LEONARDO A. QUISUMBING
Associate Justice

WE CONCUR:




ANTONIO T. CARPIO
Associate Justice
CONCHITA CARPIO MORALES
Associate Justice
DANTE O. TINGA
Associate Justice
PRESBITERO J. VELASCO, JR.
Associate Justice


A T T E S T A T I O N

I attest that the conclusions in the above Decision had been reached in
consultation before the case was assigned to the writer of the opinion of the
Courts Division.




LEONARDO A. QUISUMBING
Associate Justice
Chairperson
C E R T I F I C A T I O N

Pursuant to Section 13, Article VIII of the Constitution, and the Division
Chairpersons Attestation, I certify that the conclusions in the above Decision had
been reached in consultation before the case was assigned to the writer of the
opinion of the Courts Division.





REYNATO S. PUNO
Chief Justice






[1]
Rollo, pp. 58-64. Penned by Associate Justice Delilah Vidallon-Magtolis, with Associate Justices Jose L.
Sabio, Jr. and Hakim S. Abdulwahid concurring.
[2]
Id. at 66.
[3]
Records, Vol. I, pp. 213-219.
[4]
Id. at 175-178.
[5]
Id. at 176.
[6]
Id. at 219.
[7]
Rollo, p. 44.
[8]
34 Phil. 697, 714 (1916).
[9]
39 Phil. 120, 125 (1918).
[10]
45 Phil. 679, 683 (1924).
[11]
G.R. No. 145443, March 18, 2005, 453 SCRA 732, 745.
[12]
Art. 1306. The contracting parties may establish such stipulations, clauses, terms and conditions as they may
deem convenient, provided they are not contrary to law, morals, good customs, public order, or public policy.
[13]
See Ollendorff v.
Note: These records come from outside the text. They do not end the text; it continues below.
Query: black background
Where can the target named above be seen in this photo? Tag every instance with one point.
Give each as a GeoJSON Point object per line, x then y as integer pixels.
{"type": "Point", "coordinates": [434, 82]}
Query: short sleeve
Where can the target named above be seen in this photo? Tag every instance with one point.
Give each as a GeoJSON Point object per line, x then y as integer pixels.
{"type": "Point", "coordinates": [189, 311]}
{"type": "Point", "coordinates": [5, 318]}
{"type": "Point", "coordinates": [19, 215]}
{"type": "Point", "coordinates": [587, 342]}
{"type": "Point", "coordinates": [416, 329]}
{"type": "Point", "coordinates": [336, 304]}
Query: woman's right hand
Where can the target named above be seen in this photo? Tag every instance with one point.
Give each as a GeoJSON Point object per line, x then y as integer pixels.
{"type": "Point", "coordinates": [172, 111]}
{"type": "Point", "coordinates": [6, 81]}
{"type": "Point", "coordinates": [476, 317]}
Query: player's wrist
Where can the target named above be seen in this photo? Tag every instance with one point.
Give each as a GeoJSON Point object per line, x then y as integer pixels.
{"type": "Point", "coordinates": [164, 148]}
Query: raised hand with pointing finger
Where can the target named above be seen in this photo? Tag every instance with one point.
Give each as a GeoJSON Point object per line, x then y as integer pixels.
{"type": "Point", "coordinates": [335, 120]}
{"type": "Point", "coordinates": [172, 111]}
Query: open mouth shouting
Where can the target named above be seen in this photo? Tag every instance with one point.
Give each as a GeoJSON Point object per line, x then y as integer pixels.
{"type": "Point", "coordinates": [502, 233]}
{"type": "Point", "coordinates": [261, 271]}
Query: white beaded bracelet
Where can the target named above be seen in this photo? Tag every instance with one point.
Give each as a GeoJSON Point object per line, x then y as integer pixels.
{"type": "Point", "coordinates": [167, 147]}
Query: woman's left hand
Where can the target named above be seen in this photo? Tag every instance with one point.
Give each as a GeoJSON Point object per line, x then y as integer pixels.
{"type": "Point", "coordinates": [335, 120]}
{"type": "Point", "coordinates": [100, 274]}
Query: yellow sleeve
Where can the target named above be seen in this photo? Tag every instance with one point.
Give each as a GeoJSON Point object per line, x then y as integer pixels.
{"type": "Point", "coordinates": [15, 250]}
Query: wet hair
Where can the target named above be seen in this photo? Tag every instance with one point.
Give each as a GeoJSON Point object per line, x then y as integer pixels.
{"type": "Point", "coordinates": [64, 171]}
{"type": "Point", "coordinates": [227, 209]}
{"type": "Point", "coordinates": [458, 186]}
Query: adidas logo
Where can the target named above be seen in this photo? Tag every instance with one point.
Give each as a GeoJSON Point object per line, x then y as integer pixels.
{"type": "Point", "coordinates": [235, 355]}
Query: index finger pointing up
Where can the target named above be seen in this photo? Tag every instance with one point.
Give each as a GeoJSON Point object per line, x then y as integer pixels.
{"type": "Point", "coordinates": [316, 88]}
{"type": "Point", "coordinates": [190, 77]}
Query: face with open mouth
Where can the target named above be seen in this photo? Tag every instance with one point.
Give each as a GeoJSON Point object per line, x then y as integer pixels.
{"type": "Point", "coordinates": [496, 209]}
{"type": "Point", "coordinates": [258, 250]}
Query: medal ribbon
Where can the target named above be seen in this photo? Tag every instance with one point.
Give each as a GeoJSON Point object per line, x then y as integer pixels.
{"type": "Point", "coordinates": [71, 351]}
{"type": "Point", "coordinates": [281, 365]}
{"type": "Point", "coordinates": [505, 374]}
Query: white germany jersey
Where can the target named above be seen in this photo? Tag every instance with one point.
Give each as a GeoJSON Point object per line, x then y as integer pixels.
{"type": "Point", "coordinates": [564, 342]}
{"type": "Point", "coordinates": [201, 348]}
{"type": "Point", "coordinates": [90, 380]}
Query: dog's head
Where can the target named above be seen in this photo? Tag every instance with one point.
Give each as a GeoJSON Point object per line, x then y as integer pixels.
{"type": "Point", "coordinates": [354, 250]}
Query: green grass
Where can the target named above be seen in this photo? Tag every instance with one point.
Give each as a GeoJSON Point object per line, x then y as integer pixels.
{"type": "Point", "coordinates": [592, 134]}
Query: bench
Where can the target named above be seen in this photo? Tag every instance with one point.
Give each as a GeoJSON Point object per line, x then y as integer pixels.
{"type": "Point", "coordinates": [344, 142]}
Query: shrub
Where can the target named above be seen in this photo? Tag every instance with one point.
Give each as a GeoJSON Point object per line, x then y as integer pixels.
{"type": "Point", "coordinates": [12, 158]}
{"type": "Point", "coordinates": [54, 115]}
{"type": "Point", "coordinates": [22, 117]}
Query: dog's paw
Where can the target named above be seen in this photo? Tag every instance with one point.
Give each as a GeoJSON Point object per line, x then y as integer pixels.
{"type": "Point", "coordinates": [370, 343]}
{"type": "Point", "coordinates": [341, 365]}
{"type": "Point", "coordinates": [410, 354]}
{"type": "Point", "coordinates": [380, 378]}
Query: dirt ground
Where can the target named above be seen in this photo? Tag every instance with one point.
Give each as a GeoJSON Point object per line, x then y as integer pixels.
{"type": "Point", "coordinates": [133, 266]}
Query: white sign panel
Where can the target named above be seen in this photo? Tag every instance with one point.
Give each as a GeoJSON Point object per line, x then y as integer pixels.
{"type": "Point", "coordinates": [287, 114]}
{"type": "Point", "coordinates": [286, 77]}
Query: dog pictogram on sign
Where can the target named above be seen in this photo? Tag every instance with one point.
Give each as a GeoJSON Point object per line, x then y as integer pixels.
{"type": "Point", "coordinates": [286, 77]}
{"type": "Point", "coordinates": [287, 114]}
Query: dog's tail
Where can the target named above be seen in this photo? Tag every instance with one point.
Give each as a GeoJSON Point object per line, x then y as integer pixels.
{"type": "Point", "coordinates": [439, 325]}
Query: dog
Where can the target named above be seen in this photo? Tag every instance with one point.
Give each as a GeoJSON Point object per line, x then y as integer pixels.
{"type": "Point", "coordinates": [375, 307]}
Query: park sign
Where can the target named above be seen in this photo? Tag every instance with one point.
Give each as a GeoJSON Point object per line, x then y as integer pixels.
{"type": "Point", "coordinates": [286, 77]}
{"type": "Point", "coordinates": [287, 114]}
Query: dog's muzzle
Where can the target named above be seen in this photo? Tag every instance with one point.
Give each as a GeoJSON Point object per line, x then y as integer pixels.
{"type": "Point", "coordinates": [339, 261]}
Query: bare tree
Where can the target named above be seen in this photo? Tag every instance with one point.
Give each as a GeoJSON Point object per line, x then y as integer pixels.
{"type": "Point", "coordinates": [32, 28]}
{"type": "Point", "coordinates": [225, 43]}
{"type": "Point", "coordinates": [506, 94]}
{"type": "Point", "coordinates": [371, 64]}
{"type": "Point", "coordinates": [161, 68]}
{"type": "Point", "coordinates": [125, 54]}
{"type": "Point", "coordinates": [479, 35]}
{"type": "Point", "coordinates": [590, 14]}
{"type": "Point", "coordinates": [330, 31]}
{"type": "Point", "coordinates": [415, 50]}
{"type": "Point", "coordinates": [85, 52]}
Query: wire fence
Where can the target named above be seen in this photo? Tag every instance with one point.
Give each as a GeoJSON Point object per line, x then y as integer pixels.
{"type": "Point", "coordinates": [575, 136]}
Abrahamsom, 38 Phil. 585, 592 (1918).
[14]
Art. 1159. Obligations arising from contracts have the force of law between the contracting parties and should
be complied with in good faith.
[15]
Philippine Communications Satellite Corporation v. Globe Telecom, Inc., G.R. Nos. 147324 & 147334, May
25, 2004, 429 SCRA 153, 164.
[16]
Duncan Association of Detailman-PTGWO v. Glaxo Wellcome Philippines, Inc., G.R. No. 162994, September
17, 2004, 438 SCRA 343, 356.
[17]
Art. 2226. Liquidated damages are those agreed upon by the parties to a contract, to be paid in case of breach
thereof.
Art. 2227. Liquidated damages, whether intended as an indemnity or a penalty, shall be equitably reduced if
they are iniquitous or unconscionable.